Thursday, January 27, 2022
David Elkins (Netanya; Google Scholar), The Integration and Dis-Integration of the Corporate Tax Regime:
An ideal corporate tax regime would impose the same overall tax burden on income earned via a corporation as it did on income earned directly by an individual. Any discrepancy between the two violates the norms of horizontal equity, economic efficiency, and most likely vertical equity as well. Since the turn of the current century, lawmakers have responded to these concerns by gradually transforming the corporate tax regime from a “classical” or double taxation model to one that at least in very broad outline encapsulates the notion of full integration. True, the current state of affairs does not entirely eliminate the discrepancies.
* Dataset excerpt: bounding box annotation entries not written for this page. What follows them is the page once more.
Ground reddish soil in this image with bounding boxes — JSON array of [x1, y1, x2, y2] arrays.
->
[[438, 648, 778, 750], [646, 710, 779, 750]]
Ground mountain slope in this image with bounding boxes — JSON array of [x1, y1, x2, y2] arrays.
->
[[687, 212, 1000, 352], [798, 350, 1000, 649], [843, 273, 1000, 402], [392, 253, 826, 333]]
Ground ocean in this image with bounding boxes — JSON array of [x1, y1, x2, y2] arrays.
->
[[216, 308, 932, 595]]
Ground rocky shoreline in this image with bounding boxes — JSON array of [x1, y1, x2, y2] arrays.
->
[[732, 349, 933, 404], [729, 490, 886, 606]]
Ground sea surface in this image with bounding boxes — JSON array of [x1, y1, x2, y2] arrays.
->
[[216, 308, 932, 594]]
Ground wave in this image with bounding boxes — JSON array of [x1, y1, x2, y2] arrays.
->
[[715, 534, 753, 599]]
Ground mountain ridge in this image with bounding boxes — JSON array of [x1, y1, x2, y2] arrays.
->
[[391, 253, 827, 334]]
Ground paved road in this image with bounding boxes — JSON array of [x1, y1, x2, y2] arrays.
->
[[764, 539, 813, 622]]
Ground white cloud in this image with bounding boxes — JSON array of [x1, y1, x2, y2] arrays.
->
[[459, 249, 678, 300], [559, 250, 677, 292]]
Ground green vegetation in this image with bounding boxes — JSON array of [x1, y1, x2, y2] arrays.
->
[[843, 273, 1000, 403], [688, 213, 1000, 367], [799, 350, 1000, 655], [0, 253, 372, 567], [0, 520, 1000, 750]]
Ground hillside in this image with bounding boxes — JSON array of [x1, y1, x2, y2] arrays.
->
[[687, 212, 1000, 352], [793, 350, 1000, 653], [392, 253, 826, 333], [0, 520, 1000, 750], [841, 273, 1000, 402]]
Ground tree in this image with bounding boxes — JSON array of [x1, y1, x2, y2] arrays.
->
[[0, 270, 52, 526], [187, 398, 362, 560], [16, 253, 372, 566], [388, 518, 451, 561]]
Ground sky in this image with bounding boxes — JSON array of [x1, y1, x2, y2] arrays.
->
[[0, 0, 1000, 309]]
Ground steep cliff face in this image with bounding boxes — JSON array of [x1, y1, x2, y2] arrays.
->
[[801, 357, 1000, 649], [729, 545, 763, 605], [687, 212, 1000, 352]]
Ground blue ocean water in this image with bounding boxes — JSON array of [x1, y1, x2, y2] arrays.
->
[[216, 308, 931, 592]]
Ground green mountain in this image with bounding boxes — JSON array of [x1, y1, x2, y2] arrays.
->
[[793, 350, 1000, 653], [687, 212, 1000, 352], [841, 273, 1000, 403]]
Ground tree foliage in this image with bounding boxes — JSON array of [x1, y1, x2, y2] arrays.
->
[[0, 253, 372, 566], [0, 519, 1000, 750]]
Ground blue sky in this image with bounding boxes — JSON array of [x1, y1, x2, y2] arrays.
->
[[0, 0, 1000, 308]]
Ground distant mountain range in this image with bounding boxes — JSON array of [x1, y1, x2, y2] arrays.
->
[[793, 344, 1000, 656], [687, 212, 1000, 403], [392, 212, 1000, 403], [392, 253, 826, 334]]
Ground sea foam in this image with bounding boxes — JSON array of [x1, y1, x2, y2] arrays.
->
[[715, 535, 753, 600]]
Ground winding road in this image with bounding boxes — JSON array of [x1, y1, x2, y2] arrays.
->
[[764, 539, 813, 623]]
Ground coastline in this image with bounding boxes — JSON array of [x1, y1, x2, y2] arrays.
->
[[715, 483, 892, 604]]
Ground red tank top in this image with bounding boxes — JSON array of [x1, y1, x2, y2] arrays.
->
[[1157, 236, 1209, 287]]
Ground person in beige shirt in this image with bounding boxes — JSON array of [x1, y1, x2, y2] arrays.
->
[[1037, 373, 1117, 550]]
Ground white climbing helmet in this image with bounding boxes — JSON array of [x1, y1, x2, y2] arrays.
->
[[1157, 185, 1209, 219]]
While closer to full integration than any corporate tax regime that the United States has until now experienced, it does contain pockets of both partial integration (in which income earned via a corporation is subject to a heavier tax burden than income earned directly by an individual) and, more rarely, of super-integration (in which income earned via a corporation is subject to a lighter tax burden than income earned directly by an individual). The goal of corporate tax reform should be to remove those incongruities and mold a more coherent overall income tax structure.
Unfortunately, the tax reform proposals that have recently been published by the administration and by the House Committee on Ways and Means appear to be pushing in the opposite direction. Instead of moving toward a more fully integrated the corporate tax regime, they constitute a retreat from the idea of integration. Without regard to one’s views on the appropriate level of taxation, the dis-integration of the corporate tax regime would be a regrettable development.